If the P270 to P300 price ceiling is used, the only way is to have the hog raiser bring down his P244 price to P194. Given his increased costs and the African swine fever risk, he will stop production. Losses will mount and supply will shrink. Therefore, it is best to target only the profiteers.
These insights are contributed by a part of the private sector. They have not been subjected to the proper multistakeholder meeting, where some of their assumptions may be proven mistaken. In a spirit of openness and unity, the government can take the lead and call such a meeting for a win-win solution.
Article continues after this advertisementAnother case where the level of consultation was felt to be lacking was the recommended tariff reductions. Those of pork are recommended to decrease from 30 to 40 percent to 5 to 15 percent. Rice tariffs outside the Asean (Association of Southeast Asian Nations) are suggested to drop from 40 to 50 percent to 35 percent. The multistakeholder consultation meetings may show how much cheaper the imports already are compared to our own products. So why make things even harder for them, who feel like this is adding insult to injury in their current state of already severe difficulty. Creative ways to address the problem of supply can be explored at a multistakeholder meeting so that tariff reductions may not be necessary.

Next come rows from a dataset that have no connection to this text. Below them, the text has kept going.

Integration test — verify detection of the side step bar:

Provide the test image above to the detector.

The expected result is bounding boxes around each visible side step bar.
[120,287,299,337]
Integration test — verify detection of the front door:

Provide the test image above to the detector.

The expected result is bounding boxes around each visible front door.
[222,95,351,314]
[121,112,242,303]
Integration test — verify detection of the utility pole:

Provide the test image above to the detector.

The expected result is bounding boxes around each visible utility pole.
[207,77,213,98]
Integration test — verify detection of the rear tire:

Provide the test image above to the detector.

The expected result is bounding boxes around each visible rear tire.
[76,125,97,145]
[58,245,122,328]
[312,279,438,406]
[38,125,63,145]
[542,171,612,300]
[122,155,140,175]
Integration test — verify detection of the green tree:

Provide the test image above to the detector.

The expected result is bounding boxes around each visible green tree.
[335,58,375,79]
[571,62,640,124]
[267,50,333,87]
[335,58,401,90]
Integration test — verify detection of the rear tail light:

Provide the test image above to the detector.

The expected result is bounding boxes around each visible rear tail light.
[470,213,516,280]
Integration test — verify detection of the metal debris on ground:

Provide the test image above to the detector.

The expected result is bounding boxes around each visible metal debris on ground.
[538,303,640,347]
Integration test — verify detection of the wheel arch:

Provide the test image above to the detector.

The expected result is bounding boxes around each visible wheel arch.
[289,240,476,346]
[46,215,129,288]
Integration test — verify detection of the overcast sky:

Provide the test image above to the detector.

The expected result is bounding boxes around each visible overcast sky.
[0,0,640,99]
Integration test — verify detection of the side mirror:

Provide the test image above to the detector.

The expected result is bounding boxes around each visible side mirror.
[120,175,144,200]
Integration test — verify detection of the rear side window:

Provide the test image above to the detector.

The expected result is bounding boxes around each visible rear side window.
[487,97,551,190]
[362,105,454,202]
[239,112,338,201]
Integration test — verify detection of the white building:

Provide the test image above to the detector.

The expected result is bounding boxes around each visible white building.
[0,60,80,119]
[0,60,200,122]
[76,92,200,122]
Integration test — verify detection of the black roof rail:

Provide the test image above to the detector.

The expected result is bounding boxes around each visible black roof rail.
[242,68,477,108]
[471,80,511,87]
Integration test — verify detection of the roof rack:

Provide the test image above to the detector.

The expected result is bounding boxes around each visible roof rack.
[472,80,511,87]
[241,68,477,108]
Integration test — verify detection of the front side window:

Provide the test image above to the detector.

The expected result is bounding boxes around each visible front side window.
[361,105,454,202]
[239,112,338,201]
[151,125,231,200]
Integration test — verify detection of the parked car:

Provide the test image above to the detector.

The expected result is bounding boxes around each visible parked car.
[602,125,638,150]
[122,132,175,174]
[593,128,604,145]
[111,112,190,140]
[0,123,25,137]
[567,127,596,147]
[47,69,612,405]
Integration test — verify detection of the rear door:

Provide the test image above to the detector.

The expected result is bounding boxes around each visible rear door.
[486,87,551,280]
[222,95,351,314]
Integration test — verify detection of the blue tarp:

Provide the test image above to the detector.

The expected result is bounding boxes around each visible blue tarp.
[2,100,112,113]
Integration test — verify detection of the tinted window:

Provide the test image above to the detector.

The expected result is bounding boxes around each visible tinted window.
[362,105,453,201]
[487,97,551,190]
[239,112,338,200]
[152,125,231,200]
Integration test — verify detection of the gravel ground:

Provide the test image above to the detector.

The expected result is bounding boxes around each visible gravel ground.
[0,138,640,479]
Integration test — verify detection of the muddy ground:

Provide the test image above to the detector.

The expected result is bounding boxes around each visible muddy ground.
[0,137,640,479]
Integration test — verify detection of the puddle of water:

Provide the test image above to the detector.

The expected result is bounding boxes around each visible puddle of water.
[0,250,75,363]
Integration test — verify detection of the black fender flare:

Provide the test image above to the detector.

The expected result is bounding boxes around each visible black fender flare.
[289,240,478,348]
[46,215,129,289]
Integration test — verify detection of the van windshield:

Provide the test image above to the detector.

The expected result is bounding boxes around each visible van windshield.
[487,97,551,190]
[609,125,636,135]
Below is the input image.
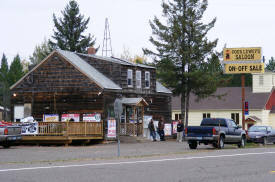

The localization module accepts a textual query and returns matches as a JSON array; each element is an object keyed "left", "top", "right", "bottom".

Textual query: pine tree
[
  {"left": 30, "top": 39, "right": 53, "bottom": 65},
  {"left": 50, "top": 0, "right": 95, "bottom": 53},
  {"left": 144, "top": 0, "right": 220, "bottom": 125},
  {"left": 8, "top": 54, "right": 24, "bottom": 85}
]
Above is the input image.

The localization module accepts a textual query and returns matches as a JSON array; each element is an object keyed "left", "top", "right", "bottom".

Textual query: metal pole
[
  {"left": 117, "top": 114, "right": 120, "bottom": 157},
  {"left": 242, "top": 74, "right": 245, "bottom": 130}
]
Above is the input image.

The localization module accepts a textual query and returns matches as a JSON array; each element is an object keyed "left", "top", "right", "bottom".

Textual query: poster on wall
[
  {"left": 61, "top": 114, "right": 80, "bottom": 122},
  {"left": 172, "top": 121, "right": 178, "bottom": 134},
  {"left": 107, "top": 119, "right": 116, "bottom": 138},
  {"left": 43, "top": 114, "right": 59, "bottom": 122},
  {"left": 83, "top": 113, "right": 101, "bottom": 122},
  {"left": 19, "top": 122, "right": 38, "bottom": 135},
  {"left": 143, "top": 116, "right": 152, "bottom": 128},
  {"left": 164, "top": 123, "right": 172, "bottom": 136}
]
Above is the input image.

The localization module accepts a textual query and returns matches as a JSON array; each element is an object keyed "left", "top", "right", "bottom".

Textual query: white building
[{"left": 172, "top": 72, "right": 275, "bottom": 128}]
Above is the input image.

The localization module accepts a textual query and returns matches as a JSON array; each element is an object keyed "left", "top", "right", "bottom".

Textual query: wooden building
[{"left": 10, "top": 50, "right": 171, "bottom": 141}]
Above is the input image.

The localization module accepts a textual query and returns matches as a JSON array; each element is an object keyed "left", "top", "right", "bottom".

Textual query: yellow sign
[
  {"left": 224, "top": 63, "right": 264, "bottom": 74},
  {"left": 223, "top": 47, "right": 262, "bottom": 61}
]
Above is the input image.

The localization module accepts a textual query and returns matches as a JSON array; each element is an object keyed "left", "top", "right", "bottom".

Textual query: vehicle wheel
[
  {"left": 218, "top": 136, "right": 224, "bottom": 149},
  {"left": 189, "top": 141, "right": 198, "bottom": 149},
  {"left": 263, "top": 137, "right": 267, "bottom": 145},
  {"left": 3, "top": 144, "right": 10, "bottom": 149},
  {"left": 238, "top": 136, "right": 245, "bottom": 148}
]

Article continues after this advertisementIn the end, it is the government that should make the final decision. But it can be done with more consultation, which has many benefits. Missing information is given, problems are understood more clearly, creative solutions are offered, and a public-private united approach is undertaken with common resolve and better commitment. Given our critical situation, this consultation and private sector partnership advocated by key Department of Agriculture (DA) officials must now be implemented immediately.
The author is Agriwatch chair, former secretary of presidential programs and projects, and former undersecretary of the DA and DTI. Contact is [email protected]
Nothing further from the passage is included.